Si les séquences alternent entre extérieur et intérieurs, il demeure une impression de huis-clos, d’étouffement en écho à la déshumanisation de notre monde, dans des appartements sommaires, à l’intérieur des ambulances, dans les couloirs des hôpitaux et des blocs opératoires. Impression de grande solitude aussi, inscrite sur le visage et dans les yeux clairs d’Oleg, si émouvant quand dans un de ces couloirs, seul ou confronté à une mère en larmes, il attend le verdict des chirurgiens qui opèrent la fillette brûlée. Et l’on comprend que se perdre dans l’alcool — une bande-son subtile rend jusqu’aux glougloutements des liquides qui coulent dans la gorge — est le moyen qu’a trouvé Oleg de supporter la dureté du métier et des jours. D’autant plus qu’en parallèle et en scènes alternées se délite le couple qu’il forme avec Katia !

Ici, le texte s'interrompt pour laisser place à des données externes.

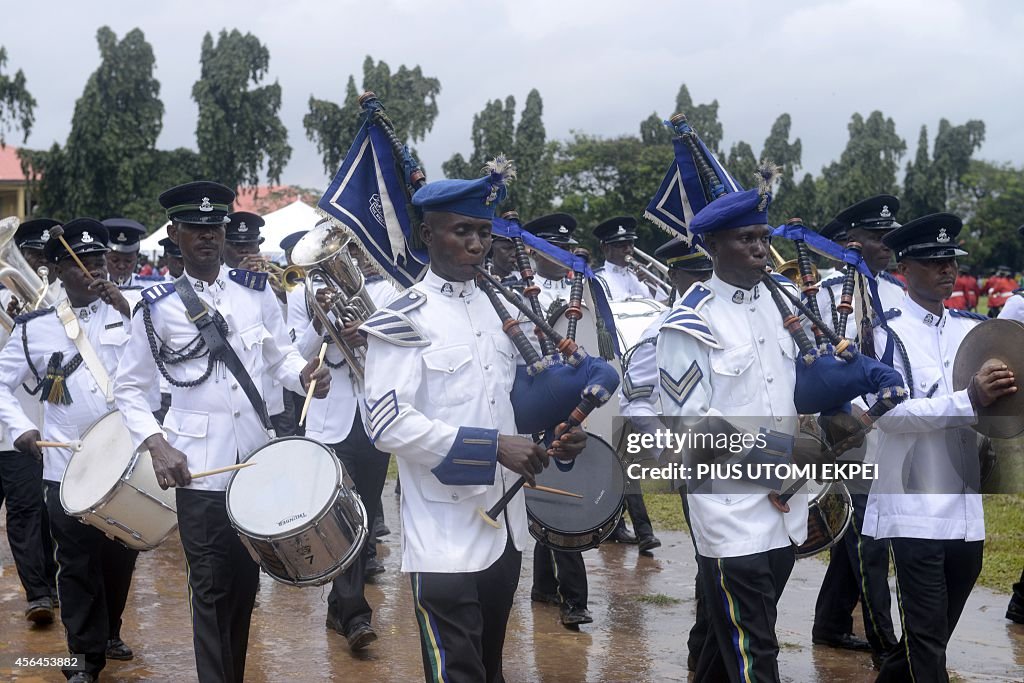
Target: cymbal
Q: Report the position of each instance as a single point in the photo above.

Car si l’arythmie est celle du cœur, organe de vie qui doit battre jusqu’au bout dans les corps souffrants, elle est aussi celle des cœurs où l’amour naît, hésite, tremble et parfois se meurt. Katia ne sait plus, ne sait pas, balancée de la tendresse à la détestation, entre allers et retours, à la recherche de relations plus authentiques. Comment dire la mobilité expressive de ces deux visages souvent cadrés en gros plans, l’intelligence et la subtilité du jeu de ces deux acteurs, Irina Gorbacheva et Alexander Yatsenko, la beauté de ces instants fugitifs où, dénudés, ils se retrouvent et s’aiment dans un silence qui ne laisse entendre que les froissements des peaux un instant ré-accordées ?
La dernière séquence cependant sera symboliquement porteuse d’espoir : sur la route enneigée et dans un embouteillage qui semble filer à l’infini, le coéquipier d’Oleg obligera les véhicules à se ranger, dégageant l’horizon vers lequel l’ambulance pourra inscrire son chemin salvateur…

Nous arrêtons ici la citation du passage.